State House News Service / April 15, 2020
The House advanced a compromise bill Wednesday afternoon to temporarily ban almost all eviction and foreclosure proceedings statewide shortly after Democratic negotiators made a breakthrough, but appeared unable to win over their Republican counterparts.
Six days after the branches established a conference committee because they could not reach agreement informally on the time-sensitive topic, the panel’s Democratic leaders announced a deal on legislation that would impose a moratorium on most housing removals.
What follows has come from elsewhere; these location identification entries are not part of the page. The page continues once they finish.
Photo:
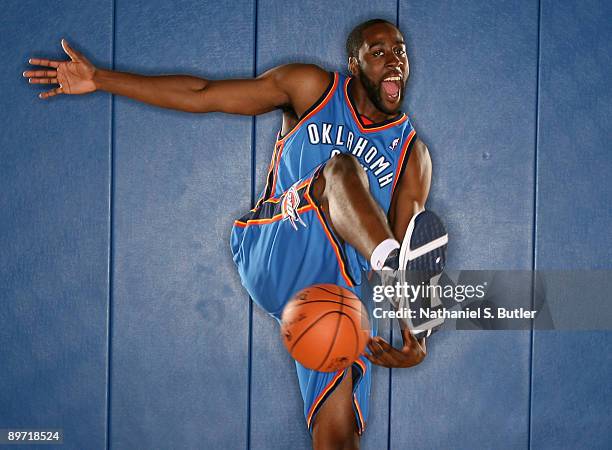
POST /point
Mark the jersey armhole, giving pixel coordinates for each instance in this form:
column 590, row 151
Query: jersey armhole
column 312, row 107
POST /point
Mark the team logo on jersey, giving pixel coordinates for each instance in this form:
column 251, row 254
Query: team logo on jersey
column 393, row 145
column 289, row 207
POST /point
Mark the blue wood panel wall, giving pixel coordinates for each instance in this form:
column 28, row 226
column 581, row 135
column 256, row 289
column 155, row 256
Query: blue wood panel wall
column 514, row 104
column 472, row 98
column 54, row 228
column 572, row 391
column 180, row 333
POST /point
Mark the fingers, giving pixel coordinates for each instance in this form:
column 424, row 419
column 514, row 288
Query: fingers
column 382, row 353
column 43, row 81
column 44, row 62
column 51, row 93
column 74, row 55
column 40, row 73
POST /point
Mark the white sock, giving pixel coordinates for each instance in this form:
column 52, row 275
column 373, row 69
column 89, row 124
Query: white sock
column 381, row 252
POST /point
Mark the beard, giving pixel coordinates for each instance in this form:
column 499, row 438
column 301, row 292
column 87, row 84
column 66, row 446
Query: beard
column 373, row 90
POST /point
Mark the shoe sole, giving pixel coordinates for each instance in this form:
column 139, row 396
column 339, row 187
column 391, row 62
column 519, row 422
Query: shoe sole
column 422, row 257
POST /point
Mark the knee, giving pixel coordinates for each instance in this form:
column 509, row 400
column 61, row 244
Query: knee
column 344, row 166
column 336, row 435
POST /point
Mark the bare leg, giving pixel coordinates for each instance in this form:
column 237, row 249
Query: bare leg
column 335, row 427
column 343, row 192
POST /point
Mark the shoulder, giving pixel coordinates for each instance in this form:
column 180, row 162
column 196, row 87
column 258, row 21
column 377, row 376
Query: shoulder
column 419, row 149
column 304, row 84
column 419, row 161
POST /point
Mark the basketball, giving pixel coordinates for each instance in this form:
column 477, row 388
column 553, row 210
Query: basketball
column 325, row 327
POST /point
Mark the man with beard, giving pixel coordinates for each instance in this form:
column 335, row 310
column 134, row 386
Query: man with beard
column 347, row 182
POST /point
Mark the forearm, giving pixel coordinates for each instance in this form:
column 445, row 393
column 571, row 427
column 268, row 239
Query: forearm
column 180, row 92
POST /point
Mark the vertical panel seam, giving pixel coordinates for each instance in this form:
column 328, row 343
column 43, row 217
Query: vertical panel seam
column 534, row 239
column 110, row 262
column 252, row 203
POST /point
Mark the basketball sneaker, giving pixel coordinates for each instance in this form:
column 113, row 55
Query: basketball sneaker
column 421, row 257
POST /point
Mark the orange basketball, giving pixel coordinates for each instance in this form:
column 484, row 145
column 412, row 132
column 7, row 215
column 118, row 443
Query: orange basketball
column 325, row 327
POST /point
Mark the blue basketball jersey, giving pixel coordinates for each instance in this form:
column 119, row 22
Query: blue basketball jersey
column 285, row 244
column 333, row 126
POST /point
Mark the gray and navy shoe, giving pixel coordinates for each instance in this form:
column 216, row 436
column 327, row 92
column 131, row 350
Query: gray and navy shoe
column 422, row 256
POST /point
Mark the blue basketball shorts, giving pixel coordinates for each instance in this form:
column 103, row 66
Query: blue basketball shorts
column 284, row 245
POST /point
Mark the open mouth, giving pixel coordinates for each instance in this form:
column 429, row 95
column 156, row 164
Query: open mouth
column 392, row 87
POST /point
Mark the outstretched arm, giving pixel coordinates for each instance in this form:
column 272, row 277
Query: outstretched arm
column 295, row 85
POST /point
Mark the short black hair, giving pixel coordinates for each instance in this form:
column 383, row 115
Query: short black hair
column 354, row 41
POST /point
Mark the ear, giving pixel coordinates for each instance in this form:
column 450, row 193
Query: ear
column 353, row 65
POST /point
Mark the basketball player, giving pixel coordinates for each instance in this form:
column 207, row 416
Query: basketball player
column 347, row 179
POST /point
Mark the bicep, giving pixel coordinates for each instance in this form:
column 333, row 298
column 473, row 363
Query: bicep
column 412, row 189
column 293, row 85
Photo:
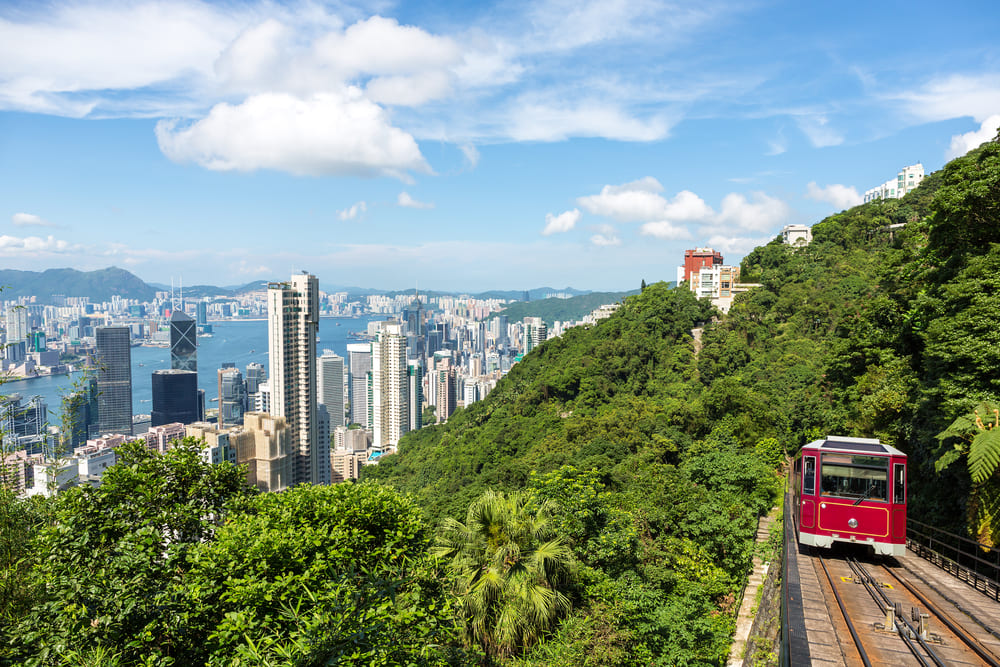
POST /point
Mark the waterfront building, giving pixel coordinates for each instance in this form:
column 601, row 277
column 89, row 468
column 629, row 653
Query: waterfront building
column 232, row 396
column 183, row 342
column 359, row 356
column 390, row 386
column 415, row 382
column 159, row 438
column 293, row 322
column 444, row 391
column 114, row 380
column 175, row 397
column 330, row 386
column 254, row 376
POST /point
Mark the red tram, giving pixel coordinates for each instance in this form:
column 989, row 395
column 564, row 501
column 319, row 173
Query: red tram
column 851, row 490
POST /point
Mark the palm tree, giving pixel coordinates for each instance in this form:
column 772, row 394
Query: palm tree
column 510, row 571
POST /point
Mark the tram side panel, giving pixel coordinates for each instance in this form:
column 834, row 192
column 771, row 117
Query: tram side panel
column 852, row 496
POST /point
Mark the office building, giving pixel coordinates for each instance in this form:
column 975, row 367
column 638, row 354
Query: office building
column 359, row 357
column 175, row 397
column 293, row 322
column 232, row 395
column 535, row 333
column 415, row 382
column 183, row 342
column 390, row 387
column 114, row 380
column 254, row 376
column 17, row 324
column 330, row 386
column 444, row 390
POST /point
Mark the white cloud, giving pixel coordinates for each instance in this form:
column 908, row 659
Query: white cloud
column 328, row 134
column 954, row 96
column 471, row 154
column 13, row 246
column 817, row 129
column 557, row 224
column 353, row 212
column 29, row 220
column 737, row 245
column 606, row 236
column 64, row 58
column 963, row 143
column 759, row 213
column 640, row 201
column 406, row 201
column 533, row 121
column 840, row 196
column 662, row 229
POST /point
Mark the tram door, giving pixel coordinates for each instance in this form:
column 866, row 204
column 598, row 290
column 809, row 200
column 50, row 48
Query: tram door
column 807, row 515
column 899, row 500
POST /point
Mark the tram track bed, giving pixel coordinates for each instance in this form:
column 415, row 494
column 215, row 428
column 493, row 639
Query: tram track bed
column 902, row 611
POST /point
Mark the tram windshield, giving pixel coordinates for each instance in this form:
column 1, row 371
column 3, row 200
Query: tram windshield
column 859, row 477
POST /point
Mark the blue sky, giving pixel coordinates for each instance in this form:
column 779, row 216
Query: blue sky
column 464, row 146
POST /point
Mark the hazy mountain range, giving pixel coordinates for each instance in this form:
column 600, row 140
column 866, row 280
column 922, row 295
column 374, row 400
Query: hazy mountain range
column 102, row 284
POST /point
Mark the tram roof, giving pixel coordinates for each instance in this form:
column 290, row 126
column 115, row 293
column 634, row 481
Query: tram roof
column 844, row 443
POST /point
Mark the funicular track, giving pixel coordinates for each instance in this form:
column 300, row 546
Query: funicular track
column 891, row 621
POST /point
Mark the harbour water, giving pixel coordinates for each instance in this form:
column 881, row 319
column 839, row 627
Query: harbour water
column 239, row 342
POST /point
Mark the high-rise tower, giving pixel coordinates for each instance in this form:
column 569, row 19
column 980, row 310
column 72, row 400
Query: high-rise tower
column 359, row 356
column 114, row 380
column 390, row 386
column 330, row 386
column 292, row 325
column 183, row 342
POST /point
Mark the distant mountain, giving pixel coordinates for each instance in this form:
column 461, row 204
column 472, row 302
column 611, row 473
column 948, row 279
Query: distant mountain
column 98, row 285
column 563, row 310
column 101, row 285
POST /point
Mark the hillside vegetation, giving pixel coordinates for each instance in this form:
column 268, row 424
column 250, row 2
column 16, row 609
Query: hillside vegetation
column 598, row 507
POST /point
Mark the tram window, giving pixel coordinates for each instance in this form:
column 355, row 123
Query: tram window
column 899, row 484
column 854, row 476
column 809, row 480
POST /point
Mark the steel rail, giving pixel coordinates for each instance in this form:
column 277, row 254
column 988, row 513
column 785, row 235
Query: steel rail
column 875, row 590
column 985, row 655
column 847, row 618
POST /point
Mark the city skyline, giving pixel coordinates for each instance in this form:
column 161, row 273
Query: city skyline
column 469, row 146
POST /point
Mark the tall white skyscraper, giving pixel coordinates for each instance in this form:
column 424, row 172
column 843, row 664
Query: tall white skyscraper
column 292, row 325
column 390, row 386
column 360, row 357
column 330, row 386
Within an hour, the House adopted the committee’s report.
“This legislation will offer much needed relief to thousands of renters, homeowners, and small businesses across the Commonwealth,” Rep. Aaron Michlewitz and Sen. Brendan Crighton, who led the private negotiations, said in a joint statement. “It is our hope that the Legislature will approve this bill and send it to the Governor as quickly as possible.”
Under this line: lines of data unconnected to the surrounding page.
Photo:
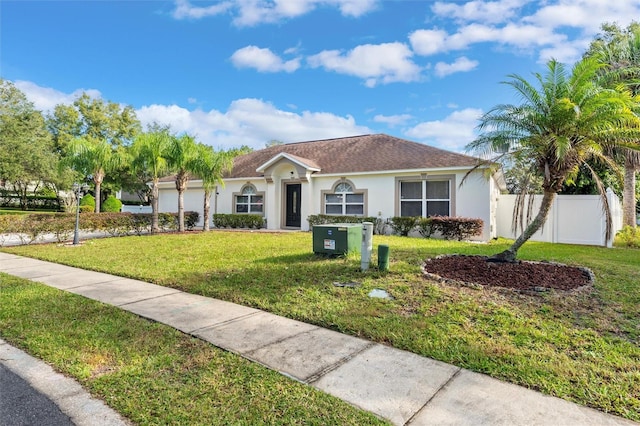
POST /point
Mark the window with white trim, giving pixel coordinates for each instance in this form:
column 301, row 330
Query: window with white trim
column 344, row 201
column 250, row 201
column 425, row 198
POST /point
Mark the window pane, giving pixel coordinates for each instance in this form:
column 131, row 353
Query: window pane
column 333, row 198
column 355, row 198
column 355, row 209
column 438, row 190
column 333, row 209
column 411, row 208
column 437, row 208
column 344, row 187
column 411, row 190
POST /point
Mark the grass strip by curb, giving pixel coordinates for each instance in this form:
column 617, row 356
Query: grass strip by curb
column 151, row 373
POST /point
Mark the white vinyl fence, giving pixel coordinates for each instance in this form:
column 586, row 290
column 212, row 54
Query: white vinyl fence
column 136, row 209
column 573, row 219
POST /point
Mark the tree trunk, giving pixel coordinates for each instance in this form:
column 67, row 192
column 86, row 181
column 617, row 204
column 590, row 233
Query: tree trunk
column 97, row 180
column 154, row 208
column 509, row 255
column 181, row 185
column 629, row 195
column 206, row 209
column 181, row 210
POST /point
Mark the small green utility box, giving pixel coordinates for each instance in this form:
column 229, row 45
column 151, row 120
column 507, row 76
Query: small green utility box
column 337, row 238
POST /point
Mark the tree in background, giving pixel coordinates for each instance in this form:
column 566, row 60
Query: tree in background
column 210, row 166
column 99, row 122
column 620, row 50
column 181, row 156
column 93, row 159
column 27, row 157
column 148, row 161
column 564, row 120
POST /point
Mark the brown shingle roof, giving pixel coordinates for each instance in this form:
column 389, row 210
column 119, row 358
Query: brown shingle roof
column 367, row 153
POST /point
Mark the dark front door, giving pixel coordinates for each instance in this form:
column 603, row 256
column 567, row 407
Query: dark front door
column 294, row 192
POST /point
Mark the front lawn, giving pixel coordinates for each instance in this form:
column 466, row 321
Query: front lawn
column 581, row 346
column 152, row 373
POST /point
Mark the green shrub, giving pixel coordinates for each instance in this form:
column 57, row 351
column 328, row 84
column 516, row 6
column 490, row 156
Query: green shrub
column 403, row 225
column 628, row 237
column 111, row 205
column 221, row 220
column 424, row 226
column 87, row 200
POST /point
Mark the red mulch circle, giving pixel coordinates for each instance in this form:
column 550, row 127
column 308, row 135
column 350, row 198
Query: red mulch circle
column 521, row 276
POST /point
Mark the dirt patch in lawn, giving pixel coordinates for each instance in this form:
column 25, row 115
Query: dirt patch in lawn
column 522, row 275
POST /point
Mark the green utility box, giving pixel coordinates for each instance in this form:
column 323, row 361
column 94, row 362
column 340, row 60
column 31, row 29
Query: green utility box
column 337, row 238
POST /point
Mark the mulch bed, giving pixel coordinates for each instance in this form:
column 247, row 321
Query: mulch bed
column 522, row 275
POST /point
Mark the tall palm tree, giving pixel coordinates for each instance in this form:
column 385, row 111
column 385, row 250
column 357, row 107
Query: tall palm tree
column 181, row 155
column 620, row 50
column 564, row 121
column 148, row 157
column 95, row 158
column 210, row 166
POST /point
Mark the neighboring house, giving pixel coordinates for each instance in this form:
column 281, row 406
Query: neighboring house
column 370, row 175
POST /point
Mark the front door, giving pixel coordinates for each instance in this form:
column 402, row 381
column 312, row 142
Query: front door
column 293, row 217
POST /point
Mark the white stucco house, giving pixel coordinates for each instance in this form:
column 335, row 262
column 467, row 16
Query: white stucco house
column 370, row 175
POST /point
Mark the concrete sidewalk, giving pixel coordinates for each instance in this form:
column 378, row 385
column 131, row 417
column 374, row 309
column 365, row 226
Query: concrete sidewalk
column 396, row 385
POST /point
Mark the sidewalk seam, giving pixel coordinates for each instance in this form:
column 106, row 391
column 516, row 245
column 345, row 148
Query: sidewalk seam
column 453, row 376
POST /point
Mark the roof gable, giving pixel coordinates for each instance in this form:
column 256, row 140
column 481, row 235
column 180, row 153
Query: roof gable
column 367, row 153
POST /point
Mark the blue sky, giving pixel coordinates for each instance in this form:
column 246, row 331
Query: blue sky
column 244, row 72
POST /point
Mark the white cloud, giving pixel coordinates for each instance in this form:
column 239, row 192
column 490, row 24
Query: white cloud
column 382, row 63
column 428, row 42
column 462, row 64
column 489, row 12
column 453, row 133
column 263, row 60
column 250, row 122
column 185, row 10
column 45, row 98
column 255, row 12
column 393, row 120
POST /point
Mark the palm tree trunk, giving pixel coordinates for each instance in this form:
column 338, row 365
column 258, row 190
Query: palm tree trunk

The bill (H 4647) aims to prevent residents from losing housing during the coronavirus pandemic by mandating a pause on all non-emergency evictions and foreclosures on occupied properties.
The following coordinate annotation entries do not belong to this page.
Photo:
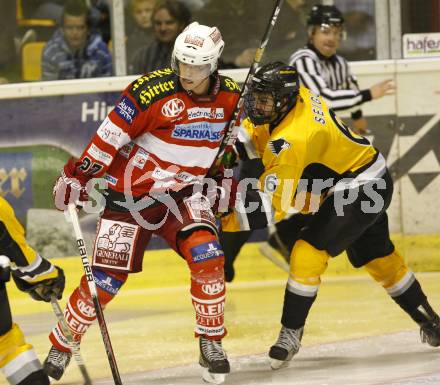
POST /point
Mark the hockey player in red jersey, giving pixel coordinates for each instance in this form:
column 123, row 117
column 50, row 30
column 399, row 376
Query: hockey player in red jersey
column 33, row 274
column 152, row 148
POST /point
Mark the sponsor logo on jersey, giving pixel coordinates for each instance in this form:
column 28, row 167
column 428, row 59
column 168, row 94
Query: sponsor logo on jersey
column 278, row 145
column 140, row 158
column 107, row 283
column 213, row 288
column 111, row 134
column 126, row 109
column 111, row 179
column 187, row 177
column 151, row 92
column 199, row 131
column 172, row 108
column 206, row 251
column 85, row 309
column 96, row 153
column 206, row 113
column 209, row 310
column 160, row 173
column 152, row 75
column 125, row 150
column 114, row 246
column 194, row 40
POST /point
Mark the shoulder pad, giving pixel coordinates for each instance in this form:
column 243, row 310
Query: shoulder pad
column 229, row 85
column 154, row 86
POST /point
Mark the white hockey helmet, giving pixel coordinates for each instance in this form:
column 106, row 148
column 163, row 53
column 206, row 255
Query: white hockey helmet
column 198, row 45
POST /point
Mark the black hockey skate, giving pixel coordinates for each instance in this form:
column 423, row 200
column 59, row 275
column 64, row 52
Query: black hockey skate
column 430, row 332
column 287, row 345
column 214, row 360
column 56, row 363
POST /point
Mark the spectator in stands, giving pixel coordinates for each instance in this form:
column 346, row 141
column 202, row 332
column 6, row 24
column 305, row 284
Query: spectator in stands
column 73, row 52
column 169, row 19
column 99, row 18
column 140, row 26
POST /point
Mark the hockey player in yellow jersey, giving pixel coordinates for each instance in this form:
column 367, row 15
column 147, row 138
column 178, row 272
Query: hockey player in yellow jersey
column 307, row 152
column 33, row 274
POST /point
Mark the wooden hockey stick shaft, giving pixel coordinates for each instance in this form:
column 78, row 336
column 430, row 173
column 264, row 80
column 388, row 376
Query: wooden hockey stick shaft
column 231, row 131
column 73, row 346
column 93, row 291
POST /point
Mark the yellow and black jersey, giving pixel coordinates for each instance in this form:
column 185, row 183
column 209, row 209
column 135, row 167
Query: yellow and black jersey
column 311, row 143
column 26, row 263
Under the compromise, landlords cannot terminate tenancy or send notices to quit in cases deemed “non-essential.” Courts — which already are not scheduling new hearings to comply with a Trial Court standing order — are banned from accepting new complaints, entering judgments or default judgments, issuing executions or holding trials for non-emergency eviction processes.
“It’s going to be a big difference for those folks who fear they can be put out of their homes during this crisis,” Crighton told the News Service. “Obviously we applaud the Trial Court for taking the action they did, but the people I talk to every day want a sense of certainty, and I believe this legislation will give them that.”
Both residents and small business owners who rent property cannot be charged late fees for not paying rent as long as they submit notice and documentation within 30 days that the missed rent “was due to a financial impact from COVID-19.” Landlords are also barred from notifying consumer reporting agencies about failure to pay.
The bill explicitly notes, however, that it does not relieve tenants from their rent obligations or prevent landlords from recovering rent.
Property owners can dip into the final month’s rent paid ahead of time when possible, but they can only use that money on expenses such as mortgage and repairs and cannot use it to cover a month of unpaid rent. They must notify tenants in writing of any decision to do so, and they will still face obligations to consider the final month covered.
Mortgage holders can seek forbearance from monthly payments for up to 180 days under the bill in another form of attempted financial relief.
The bill’s moratorium and loosened restrictions would expire 120 days after it is enacted or 45 days after Baker rescinds his emergency declaration, whichever comes sooner, though it allows the governor to extend the timeline if the crisis continues.